Here are the PowerPoint slides from the presentation.

Solver vs Multiple Linear Regression for ENSO

In the previous ENSO post I referenced the Rajchenbach article on Faraday waves.

There is a telling assertion within that article:

“For instance, to the best of our knowledge, the dispersion relation (relating angular frequency ω and wavenumber k) of parametrically forced water waves has astonishingly not been explicitly established hitherto. Indeed, this relation is often improperly identified with that of free unforced surface waves, despite experimental evidence showing significant deviations”

What they are suggesting is that too much focus has been placed on natural resonances and the dispersion relationships within a free fluid volume.
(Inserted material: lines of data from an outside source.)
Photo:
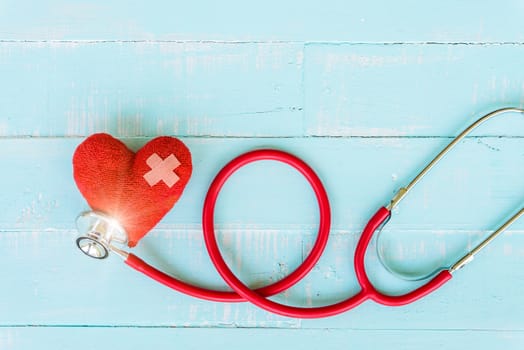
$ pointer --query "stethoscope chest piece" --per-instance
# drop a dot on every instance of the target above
(97, 234)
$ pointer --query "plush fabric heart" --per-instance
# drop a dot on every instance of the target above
(136, 189)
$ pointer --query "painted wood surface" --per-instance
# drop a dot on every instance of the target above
(365, 92)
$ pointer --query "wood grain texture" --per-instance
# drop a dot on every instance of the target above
(365, 92)
(332, 20)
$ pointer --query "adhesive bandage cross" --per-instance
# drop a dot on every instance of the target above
(162, 170)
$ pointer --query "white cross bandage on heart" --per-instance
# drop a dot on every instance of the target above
(162, 170)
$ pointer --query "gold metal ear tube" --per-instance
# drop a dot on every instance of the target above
(402, 192)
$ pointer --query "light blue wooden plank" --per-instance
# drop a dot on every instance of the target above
(476, 187)
(53, 283)
(67, 288)
(129, 89)
(334, 20)
(95, 338)
(411, 90)
(215, 89)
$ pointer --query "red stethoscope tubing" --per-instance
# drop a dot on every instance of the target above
(277, 287)
(259, 296)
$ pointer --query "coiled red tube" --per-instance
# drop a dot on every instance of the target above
(259, 296)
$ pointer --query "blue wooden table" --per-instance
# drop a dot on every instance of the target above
(365, 92)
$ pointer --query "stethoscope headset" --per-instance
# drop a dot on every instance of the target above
(101, 234)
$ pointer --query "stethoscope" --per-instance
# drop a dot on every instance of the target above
(100, 234)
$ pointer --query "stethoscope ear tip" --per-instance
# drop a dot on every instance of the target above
(97, 233)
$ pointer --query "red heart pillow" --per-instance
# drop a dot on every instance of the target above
(136, 189)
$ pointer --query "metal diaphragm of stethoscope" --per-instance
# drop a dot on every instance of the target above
(100, 234)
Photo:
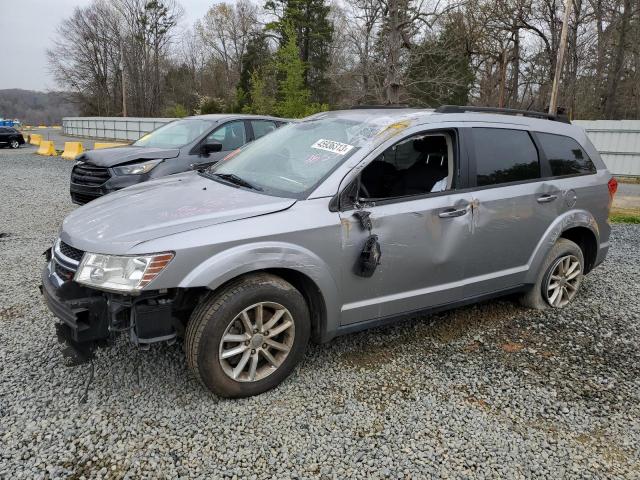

Whereas the forced response is clearly as important — if not more — and that the forcing will show through in the solution of the equations. I have been pursuing this strategy for a while, having started down the Mathieu equation right away and then eventually realizing the importance of the forced response, yet the Rajchenbach article is the first case that I have found made of what I always thought should be a rather obvious assumption. The fact that the peer-reviewers allowed the “astonishingly” adjective in the paper is what makes it telling. It’s astonishing in the equivalent sense that Rajchenbach & Clamond are pointing out that a pendulum’s motion will be impacted by a periodic push. In other words, astonishing in the sense that this premise should be obvious!